L’esercizio della detenzione nel CPR a fronte del sospetto di pericolosità sociale dalla persona non è regolato per legge, ovvero non è stabilito quali profili penali possano essere effettivamente “pericolosi” e la legge non stabilisce delle garanzie: ovvero non è espressamente regolata la possibilità di impugnare la decisione della pericolosità sociale e addivenire ad una sentenza con un contraddittorio adeguato.
Stante la normativa, da molti, e non da oggi stigmatizzata, una persona priva di un visto e di un permesso di soggiorno valido è illegalmente presente in Italia, ma il problema riguarda proprio “la pena” per questo applicata, ovvero la detenzione, la privazione di libertà in un CPR, che pone molti interrogativi anche laddove venga esercitata a fronte di profili penali rilevanti (ma i cui reati sono estinti dall’aver scontato una pena detentiva in carcere) senza un parere della Magistratura togata, ovvero senza che questo rientri di fatto nelle garanzie del sistema giudiziario italiano.
Non solo: l’oggettiva difficoltà nel rimpatriare rende contraddittoria questa misura, quindi laddove sussista davvero un profilo di pericolosità sociale, non c’è certezza dell’effettivo rimpatrio della persona: di fatto una non soluzione.

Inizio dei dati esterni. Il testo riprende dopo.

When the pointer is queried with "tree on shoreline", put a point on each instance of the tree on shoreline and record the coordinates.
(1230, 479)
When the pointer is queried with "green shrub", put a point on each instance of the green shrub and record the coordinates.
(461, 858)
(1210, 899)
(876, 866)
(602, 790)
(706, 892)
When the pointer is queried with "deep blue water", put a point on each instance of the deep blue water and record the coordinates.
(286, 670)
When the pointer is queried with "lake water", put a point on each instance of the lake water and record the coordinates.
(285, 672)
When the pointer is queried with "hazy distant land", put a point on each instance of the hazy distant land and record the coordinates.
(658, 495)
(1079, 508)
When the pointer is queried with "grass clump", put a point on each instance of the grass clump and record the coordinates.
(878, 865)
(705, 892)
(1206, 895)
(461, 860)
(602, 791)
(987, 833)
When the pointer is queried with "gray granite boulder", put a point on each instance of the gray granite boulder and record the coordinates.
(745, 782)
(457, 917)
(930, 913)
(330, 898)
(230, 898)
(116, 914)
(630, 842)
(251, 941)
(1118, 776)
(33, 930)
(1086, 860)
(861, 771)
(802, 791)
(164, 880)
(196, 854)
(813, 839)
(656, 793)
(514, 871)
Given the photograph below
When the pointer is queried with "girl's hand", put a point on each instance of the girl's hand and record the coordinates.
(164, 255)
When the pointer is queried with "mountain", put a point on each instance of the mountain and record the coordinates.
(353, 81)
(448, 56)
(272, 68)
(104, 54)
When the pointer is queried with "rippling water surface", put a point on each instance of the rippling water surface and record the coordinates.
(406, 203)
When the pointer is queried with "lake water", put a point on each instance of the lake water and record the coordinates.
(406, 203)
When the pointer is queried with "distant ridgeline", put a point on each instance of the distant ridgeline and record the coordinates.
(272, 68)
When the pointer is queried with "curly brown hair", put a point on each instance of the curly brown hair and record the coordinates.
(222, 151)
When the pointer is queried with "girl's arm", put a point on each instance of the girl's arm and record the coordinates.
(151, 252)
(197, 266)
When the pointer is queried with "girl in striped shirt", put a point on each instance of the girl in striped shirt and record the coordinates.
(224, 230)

L’oggettiva difficoltà a rimpatriare attiene anche a chi non ha precedenti penali, ripetiamo: l’anno scorso più di 2.000 persone (e solo circa il 20% delle 4.387 persone detenute nei CPR nel 2020 proveniva da istituti penali) si sono viste private della libertà personale senza essere state rimpatriate.
Il rimpatrio come pena alternativa alla detenzione in caso di reato penale per chi è sprovvisto di un titolo valido di soggiorno è prevista dall’Ordinamento, questa sì decisa dal Magistrato (togato), ma è poco applicata.
Tutto ciò pone un’inevitabile e sconcertante conclusione: una persona migrante priva di un titolo di soggiorno valido gode delle stesse garanzie di legge di una persona italiana solo quando commette un reato penale ed entra nel sistema giudiziario dello Stato, per poi perdere questo “privilegio” a fine pena.